Date: Nov. 18, 2025
Contact: newsroom@ci.irs.gov
BOSTON — The owner of a painting company in Chelsea has been arrested and charged in connection with a five-year scheme to evade over $2.3 million in federal income taxes and with fraudulently obtaining $377,500 in COVID-19 loans.
Helcio Sperandio of Chelsea was indicted by a federal grand jury in Boston on charges of filing false tax returns, tax evasion and wire fraud. The defendant was arrested today and will make an initial appearance in federal court in Boston at 2 p.m. this afternoon.
According to the charging document, Sperandio owned and operated Aquarelle Painting & Services (Aquarelle). It is alleged that, from 2018 through at least 2022, Sperandio cashed hundreds of customer payment checks instead of depositing them into his business bank accounts. When tax time came, Sperandio allegedly gave his tax preparer Aquarelle’s bank statements, but he did not disclose information about the payment checks that he cashed. Using this information, the preparer filed Sperandio’s corporate and individual tax returns, unwittingly underreporting Sperandio’s income and allowing him to evade $2,309,466 in federal income tax.

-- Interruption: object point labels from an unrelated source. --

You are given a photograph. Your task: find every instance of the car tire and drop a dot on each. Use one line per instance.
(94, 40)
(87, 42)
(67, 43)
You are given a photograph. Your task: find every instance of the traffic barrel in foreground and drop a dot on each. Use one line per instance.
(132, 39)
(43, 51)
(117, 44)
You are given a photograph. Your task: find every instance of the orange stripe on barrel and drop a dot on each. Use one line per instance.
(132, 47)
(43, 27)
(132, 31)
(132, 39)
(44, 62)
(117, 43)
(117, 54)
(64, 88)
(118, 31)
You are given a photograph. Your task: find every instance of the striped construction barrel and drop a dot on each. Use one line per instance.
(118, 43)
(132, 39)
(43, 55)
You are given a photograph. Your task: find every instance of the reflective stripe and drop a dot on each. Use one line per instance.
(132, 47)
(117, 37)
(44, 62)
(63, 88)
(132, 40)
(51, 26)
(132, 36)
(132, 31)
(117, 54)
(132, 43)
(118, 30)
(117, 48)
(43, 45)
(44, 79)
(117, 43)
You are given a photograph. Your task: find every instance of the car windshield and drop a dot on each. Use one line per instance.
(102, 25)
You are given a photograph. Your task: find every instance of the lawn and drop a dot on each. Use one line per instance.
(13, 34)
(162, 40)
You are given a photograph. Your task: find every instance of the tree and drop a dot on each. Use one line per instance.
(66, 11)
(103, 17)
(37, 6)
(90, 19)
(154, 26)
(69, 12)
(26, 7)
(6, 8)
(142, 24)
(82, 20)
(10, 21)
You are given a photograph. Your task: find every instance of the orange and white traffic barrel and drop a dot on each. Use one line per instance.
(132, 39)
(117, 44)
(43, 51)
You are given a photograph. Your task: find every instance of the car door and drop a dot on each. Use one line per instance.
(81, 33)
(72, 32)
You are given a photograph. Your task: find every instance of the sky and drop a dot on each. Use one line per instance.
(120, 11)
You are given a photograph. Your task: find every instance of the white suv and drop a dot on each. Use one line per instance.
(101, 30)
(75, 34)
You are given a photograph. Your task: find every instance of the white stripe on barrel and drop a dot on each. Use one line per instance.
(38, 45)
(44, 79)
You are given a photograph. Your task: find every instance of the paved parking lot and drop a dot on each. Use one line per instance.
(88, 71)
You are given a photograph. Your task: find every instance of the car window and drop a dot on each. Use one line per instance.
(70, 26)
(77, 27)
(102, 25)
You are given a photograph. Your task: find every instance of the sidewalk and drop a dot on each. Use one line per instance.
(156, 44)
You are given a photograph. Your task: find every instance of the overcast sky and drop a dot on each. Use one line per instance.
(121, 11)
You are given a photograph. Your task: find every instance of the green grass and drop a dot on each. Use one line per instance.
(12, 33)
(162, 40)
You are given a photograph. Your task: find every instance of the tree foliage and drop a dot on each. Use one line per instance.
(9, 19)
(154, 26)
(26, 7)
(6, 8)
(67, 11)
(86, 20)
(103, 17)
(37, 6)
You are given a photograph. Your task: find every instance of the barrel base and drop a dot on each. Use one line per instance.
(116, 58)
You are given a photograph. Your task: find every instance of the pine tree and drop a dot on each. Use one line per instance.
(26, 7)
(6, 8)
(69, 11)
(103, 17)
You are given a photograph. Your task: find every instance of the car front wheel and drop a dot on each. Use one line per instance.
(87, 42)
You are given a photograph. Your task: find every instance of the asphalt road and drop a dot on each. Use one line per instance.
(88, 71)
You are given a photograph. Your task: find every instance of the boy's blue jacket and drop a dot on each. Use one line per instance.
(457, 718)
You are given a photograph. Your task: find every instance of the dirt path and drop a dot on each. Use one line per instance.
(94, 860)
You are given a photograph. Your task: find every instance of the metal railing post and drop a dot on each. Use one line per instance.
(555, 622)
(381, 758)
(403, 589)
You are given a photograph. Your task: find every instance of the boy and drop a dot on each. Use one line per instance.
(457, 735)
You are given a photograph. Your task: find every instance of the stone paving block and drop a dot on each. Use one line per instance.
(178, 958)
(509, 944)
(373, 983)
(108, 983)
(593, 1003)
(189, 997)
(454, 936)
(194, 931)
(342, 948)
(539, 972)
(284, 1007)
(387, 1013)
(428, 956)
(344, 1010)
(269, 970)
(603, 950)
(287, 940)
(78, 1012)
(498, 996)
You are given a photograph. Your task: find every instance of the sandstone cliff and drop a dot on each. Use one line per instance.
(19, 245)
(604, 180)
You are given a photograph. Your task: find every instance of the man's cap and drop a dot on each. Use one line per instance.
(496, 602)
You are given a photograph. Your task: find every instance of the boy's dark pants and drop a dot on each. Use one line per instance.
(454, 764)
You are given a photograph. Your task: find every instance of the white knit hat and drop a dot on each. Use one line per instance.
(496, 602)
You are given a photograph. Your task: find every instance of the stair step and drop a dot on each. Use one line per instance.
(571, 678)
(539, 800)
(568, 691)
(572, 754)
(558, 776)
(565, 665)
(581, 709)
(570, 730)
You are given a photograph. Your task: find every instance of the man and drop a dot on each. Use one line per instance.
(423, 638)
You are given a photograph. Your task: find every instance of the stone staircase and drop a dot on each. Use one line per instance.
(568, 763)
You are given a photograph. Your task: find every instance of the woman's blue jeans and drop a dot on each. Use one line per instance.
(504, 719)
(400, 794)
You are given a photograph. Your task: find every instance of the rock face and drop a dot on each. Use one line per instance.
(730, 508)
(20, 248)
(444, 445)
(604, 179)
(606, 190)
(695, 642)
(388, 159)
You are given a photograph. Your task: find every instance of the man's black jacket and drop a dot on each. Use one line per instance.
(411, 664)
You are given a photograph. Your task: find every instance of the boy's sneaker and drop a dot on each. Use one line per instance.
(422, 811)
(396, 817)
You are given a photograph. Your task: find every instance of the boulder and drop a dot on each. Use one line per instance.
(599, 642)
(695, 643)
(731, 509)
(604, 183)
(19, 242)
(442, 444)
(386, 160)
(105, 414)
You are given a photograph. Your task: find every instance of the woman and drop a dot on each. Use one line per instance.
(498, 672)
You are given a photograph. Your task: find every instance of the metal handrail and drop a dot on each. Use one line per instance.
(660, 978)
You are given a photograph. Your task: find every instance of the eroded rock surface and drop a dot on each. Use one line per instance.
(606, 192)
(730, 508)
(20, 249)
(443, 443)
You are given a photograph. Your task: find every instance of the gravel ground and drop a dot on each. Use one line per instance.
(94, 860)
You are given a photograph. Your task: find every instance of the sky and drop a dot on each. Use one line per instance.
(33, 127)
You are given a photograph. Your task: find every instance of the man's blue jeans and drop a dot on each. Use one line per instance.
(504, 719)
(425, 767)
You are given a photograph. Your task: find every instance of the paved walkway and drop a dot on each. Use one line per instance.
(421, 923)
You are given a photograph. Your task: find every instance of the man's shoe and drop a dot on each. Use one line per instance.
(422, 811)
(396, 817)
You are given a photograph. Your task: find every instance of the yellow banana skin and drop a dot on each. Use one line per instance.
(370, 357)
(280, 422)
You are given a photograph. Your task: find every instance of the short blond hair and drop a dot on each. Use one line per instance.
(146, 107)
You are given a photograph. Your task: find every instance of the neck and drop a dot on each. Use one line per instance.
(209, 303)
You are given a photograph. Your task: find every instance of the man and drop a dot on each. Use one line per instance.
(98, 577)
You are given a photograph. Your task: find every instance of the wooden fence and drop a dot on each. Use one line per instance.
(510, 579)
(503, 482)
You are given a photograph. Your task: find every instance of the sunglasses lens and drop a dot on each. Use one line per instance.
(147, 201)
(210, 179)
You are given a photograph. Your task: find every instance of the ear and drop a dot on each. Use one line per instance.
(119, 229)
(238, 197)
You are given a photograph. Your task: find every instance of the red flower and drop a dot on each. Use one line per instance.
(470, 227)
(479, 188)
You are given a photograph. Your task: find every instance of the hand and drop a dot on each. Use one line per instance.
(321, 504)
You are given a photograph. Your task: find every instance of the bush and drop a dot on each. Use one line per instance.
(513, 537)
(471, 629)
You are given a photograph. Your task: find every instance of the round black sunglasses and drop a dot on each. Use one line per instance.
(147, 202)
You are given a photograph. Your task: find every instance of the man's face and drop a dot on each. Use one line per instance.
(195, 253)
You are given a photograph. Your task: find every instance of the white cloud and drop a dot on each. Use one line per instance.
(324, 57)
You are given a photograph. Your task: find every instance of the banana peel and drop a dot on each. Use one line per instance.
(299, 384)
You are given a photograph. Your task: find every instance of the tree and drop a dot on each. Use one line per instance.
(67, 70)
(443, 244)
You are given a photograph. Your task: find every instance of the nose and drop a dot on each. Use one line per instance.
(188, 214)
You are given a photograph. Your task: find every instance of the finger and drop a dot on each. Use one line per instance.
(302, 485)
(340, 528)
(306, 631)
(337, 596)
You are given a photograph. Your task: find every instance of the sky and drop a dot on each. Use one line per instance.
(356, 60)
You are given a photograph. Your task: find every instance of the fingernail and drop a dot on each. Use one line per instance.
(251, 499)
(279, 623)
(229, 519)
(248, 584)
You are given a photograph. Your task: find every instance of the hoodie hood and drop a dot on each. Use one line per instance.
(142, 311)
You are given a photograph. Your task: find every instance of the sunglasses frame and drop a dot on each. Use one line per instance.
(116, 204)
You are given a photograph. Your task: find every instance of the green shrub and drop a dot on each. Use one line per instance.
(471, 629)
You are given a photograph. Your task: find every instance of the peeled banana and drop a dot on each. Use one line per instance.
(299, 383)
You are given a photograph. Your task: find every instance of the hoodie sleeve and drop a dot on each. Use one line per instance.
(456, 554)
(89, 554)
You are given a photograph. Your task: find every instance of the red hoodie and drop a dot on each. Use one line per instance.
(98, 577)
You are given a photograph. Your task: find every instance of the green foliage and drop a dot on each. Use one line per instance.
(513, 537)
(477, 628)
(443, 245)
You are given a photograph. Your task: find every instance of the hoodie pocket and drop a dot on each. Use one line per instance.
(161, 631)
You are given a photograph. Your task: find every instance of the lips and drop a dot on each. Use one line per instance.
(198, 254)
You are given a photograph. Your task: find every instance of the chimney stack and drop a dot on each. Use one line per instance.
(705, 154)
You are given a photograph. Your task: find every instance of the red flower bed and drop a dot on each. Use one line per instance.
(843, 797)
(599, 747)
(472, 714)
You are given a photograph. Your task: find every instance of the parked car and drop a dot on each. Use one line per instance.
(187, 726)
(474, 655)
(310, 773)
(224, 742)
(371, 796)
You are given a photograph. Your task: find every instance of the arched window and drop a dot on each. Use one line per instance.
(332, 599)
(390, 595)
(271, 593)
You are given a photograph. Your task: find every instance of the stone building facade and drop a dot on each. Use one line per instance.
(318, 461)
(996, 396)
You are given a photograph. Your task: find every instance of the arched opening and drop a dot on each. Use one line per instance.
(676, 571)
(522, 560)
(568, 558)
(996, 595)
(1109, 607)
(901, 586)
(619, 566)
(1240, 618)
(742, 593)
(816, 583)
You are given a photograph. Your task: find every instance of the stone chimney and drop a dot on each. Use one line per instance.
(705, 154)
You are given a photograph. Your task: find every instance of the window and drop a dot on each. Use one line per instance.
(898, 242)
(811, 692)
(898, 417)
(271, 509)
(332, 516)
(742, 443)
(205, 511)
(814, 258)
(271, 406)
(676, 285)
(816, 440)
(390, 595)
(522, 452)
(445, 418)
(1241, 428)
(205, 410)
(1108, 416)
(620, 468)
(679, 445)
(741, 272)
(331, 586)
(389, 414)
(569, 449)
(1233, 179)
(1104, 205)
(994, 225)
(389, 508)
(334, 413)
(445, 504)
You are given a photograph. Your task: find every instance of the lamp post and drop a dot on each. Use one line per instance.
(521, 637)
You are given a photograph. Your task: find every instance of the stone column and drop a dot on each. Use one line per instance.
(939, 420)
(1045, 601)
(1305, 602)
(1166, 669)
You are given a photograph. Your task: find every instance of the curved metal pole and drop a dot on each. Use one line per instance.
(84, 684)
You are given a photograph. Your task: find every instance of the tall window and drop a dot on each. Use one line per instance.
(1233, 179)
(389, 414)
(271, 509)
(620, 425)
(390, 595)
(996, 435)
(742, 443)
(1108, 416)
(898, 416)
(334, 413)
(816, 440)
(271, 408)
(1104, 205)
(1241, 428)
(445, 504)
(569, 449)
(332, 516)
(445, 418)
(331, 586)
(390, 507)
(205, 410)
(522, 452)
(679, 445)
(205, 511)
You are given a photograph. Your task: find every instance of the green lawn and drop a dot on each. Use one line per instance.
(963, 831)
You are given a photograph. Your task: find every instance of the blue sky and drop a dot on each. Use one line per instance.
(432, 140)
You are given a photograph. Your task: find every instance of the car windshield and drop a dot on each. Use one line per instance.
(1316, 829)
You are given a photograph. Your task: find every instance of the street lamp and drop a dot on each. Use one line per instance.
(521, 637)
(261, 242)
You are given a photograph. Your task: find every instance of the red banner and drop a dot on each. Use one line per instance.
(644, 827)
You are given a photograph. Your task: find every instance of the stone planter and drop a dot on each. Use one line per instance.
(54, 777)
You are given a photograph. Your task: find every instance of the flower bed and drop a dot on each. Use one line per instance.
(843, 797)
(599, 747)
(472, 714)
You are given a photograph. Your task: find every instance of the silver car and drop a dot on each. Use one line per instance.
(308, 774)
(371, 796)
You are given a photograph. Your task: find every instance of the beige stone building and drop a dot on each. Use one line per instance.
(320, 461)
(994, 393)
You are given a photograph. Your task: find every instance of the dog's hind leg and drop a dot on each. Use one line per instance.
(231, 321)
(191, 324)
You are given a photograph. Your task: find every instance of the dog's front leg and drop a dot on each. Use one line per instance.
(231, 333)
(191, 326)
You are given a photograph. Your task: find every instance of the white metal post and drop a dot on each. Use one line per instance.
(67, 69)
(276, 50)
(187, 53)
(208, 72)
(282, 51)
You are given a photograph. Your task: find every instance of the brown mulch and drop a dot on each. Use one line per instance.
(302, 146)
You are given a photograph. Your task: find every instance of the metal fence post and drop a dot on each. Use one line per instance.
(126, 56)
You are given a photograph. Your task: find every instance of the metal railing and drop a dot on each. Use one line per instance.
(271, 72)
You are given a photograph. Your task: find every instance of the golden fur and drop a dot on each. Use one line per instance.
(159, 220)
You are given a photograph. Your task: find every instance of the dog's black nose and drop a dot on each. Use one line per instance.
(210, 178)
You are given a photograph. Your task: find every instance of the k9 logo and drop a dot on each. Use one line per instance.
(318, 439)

It is further alleged that when the COVID-19 pandemic broke out, Sperandio obtained a $150,000 Economic Injury Disaster Loan (EIDL) from the Small Business Administration (SBA) by providing false revenue numbers and falsely certifying that he was not engaged in any illegal activity, even though he was activity defrauding the U.S. Treasury. Later, Sperandio allegedly obtained an additional $277,500 from the SBA as a loan increase and used some of the money to start a new real estate company, a purpose prohibited under the EIDL program.
The charge of filing a false tax return provides for a sentence of up to three years in prison, one year of supervised release and a fine of $250,000. The charge of tax evasion provides for a sentence of up to five years in prison, three years of supervised release and a fine of $250,000. The charge of wire fraud provides for a sentence of up to 20 years in prison, three years of supervised release and a fine of $250,000, or twice the monetary gain or loss, whichever is more, restitution and forfeiture. Sentences are imposed by a federal district court judge based upon the U.S. Sentencing Guidelines and statutes which govern the determination of a sentence in a criminal case.
United States Attorney Leah B. Foley; Thomas Demeo, Special Agent in Charge of the Internal Revenue Service-Criminal Investigation Boston Field Office; and Ketty Larco-Ward, Inspector in Charge of the Boston Division of the United States Postal Inspection Service made the announcement today. Assistant U.S. Attorney Kriss Basil Deputy Chief of the Securities, Financial & Cyber Fraud Unit is prosecuting the case.
IRS Criminal Investigation (IRS-CI) is the law enforcement arm of the IRS, responsible for conducting financial crime investigations, including tax fraud, narcotics trafficking, money laundering, public corruption, healthcare fraud, identity theft and more. IRS-CI special agents are the only federal law enforcement agents with investigative jurisdiction over violations of the Internal Revenue Code, obtaining a 90% federal conviction rate. The agency has 19 field offices located across the U.S. and 14 attaché posts abroad.